Par ailleurs, on nous invita à faire quelques incursions dans les services du CHU, à observer dans des galeries circulaires transparentes, au-dessus et autour des blocs opératoires, nos maîtres chirurgiens en plein exercice de leur art. L'un d'entre eux jouissait d'un grand prestige pour avoir réussi, disait-on, la première greffe du bras en France. C'est ainsi que nous découvrîmes tout d'abord la chirurgie orthopédique, via la réduction d'une fracture fermée du tibia, sur un homme adulte de corpulence normale. Sous son masque, devant un micro, le prof nous commentait sa belle ouvrage : « vous voyez, la solution de continuité se trouve à cet endroit » et il prit le pied du patient, le relevait, le rabaissait, plusieurs fois sans ménagement, à angle droit, au beau milieu de la jambe. Ce qui nous sidéra.

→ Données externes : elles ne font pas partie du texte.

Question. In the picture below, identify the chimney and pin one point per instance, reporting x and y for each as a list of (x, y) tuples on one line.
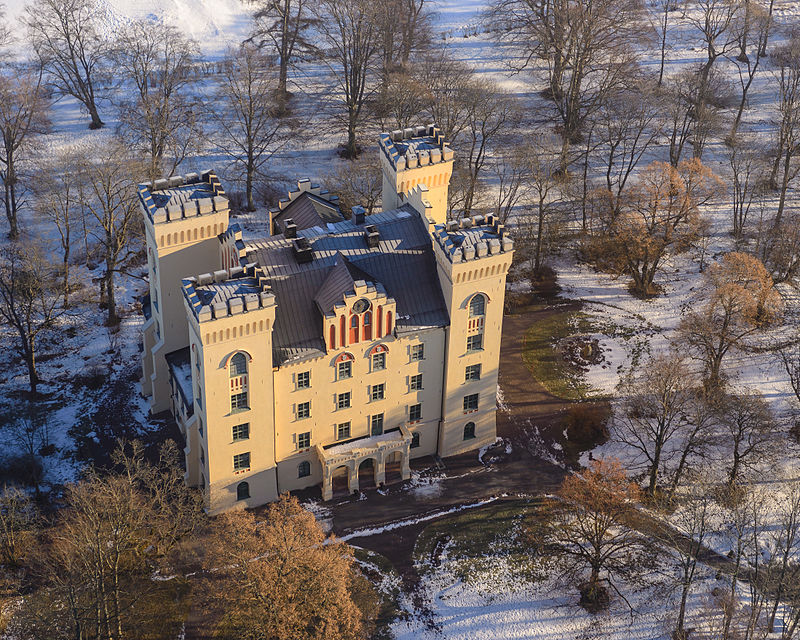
[(359, 214), (303, 252), (372, 236)]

Le pt'it Hugo s'effondra, foudroyé par un malaise vagal, il s'en remit bien et finira plus tard chef d'un service d'anesthésiologie. Ensuite le patron dégagea l'os, le rugina avec un marteau et un burin, assembla les deux morceaux, disposa de chaque côté les plaques métalliques, mit les vis dans les trous pour les fixer à l'aide d'une chignole électrique. Jamais je n'aurais imaginé que l'avant-garde en matière de chirurgie osseuse, put s'apparenter autant à du bricolage, moyennant des outils venus tout droit de chez Leroy-Merlin.